Eisenhower observed the initial April 27 landings from an offshore LCI. December 1943 orders by British magistrates had evacuated seaside parishes in the Slapton area of all civilians, and Ike watched ships and planes saturate the coastline with live ammunition. Despite the impressive firepower display, the usual muddles triggered by such a complex military operation caused one of Ike’s aides to confess, “I came away from the exercise feeling depressed.”

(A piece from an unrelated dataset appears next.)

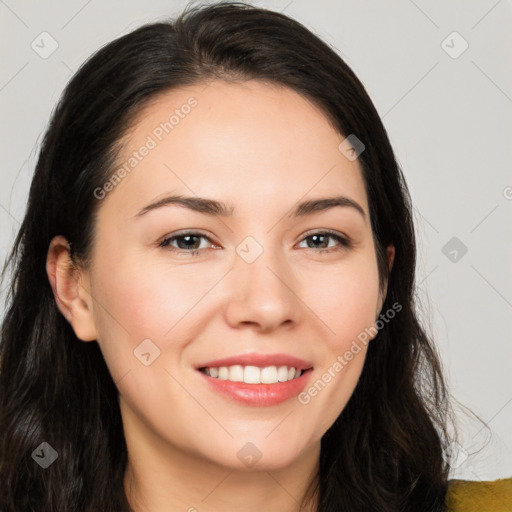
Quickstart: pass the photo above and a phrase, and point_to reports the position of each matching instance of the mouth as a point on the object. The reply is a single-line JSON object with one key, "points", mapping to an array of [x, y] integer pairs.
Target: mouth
{"points": [[254, 374], [255, 379]]}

The events unfolding that night over a half-hour period, however, were immeasurably more depressing. At 2 AM on April 28, a line-ahead formation of eight U.S. Navy LSTs, designated Convoy T-4 and packed with troops scheduled to land on Slapton Sands in a few hours, came under attack from a dozen German Schnellboote, known to the Allies as “E-boats.” Roaring out of the inky gloom, the Germans launched torpedo salvos and fired bursts from their 20-millimeter cannon at point-blank range. They could hardly miss; within minutes, hits crippled three LSTs, two of which sank. The survivors, many shouting, “We’re gonna die!” were deposited in frigid waters, and due to the lack of life rafts, their death prophecies soon came true. The convoy’s only escort, the Royal Navy corvette Azalea, did not fire a shot in response; moving only one-third the speed of the 44-knot Schnellboote, the enemy had disappeared by the time Azalea reached the flaming LSTs.


The loss of three LSTs was bad enough—Ike’s chief of staff, Lt. Gen. Walter Bedell Smith, reported gloomily to his boss “that this reduced our reserve of LSTs for the big show to zero.” Much more alarming, however, was the loss of life, estimated initially at between 300 and 400, but growing eventually to about 650—roughly two-thirds from the Army, one-third from the Navy. Hundreds more survivors suffered from hypothermia or burns. Two VII Corps service units, populated by men who never expected a close-up encounter with the enemy, nearly ceased to exist: the 557th Quartermaster Railhead Company and the 3206th Quartermaster Service Company.


The following day, Moon climbed aboard USS Augusta, the flagship of his boss, Rear Admiral Alan Kirk, to attempt an explanation for the unmitigated disaster that had just befallen Force U. Moon and a staff officer, Captain John Moreno, entered the cabin of Rear Admiral Arthur Struble, Kirk’s chief of staff. Noting a British submarine passing Augusta after a successful patrol, Struble hissed, “Well, I see somebody did his duty.” Moreno recalled that Struble thereupon turned on Moon with “the coldest glance I’ve ever seen…[and] brutally snarled, ‘All right, Moon, tell me what happened.’” According to Moreno: “I think that is when Moon really broke down.”


Among the many lessons the distraught Admiral Moon learned in that tragic affair, two stood out: first, the Germans must never—never—be underestimated; second, in Overlord’s opening phase, all participating servicemen, be they robust, fervent youngsters or corpulent, overage rear-echelon men, would face mortal danger equally, every minute of the invasion.

No one ever said D-Day would be easy.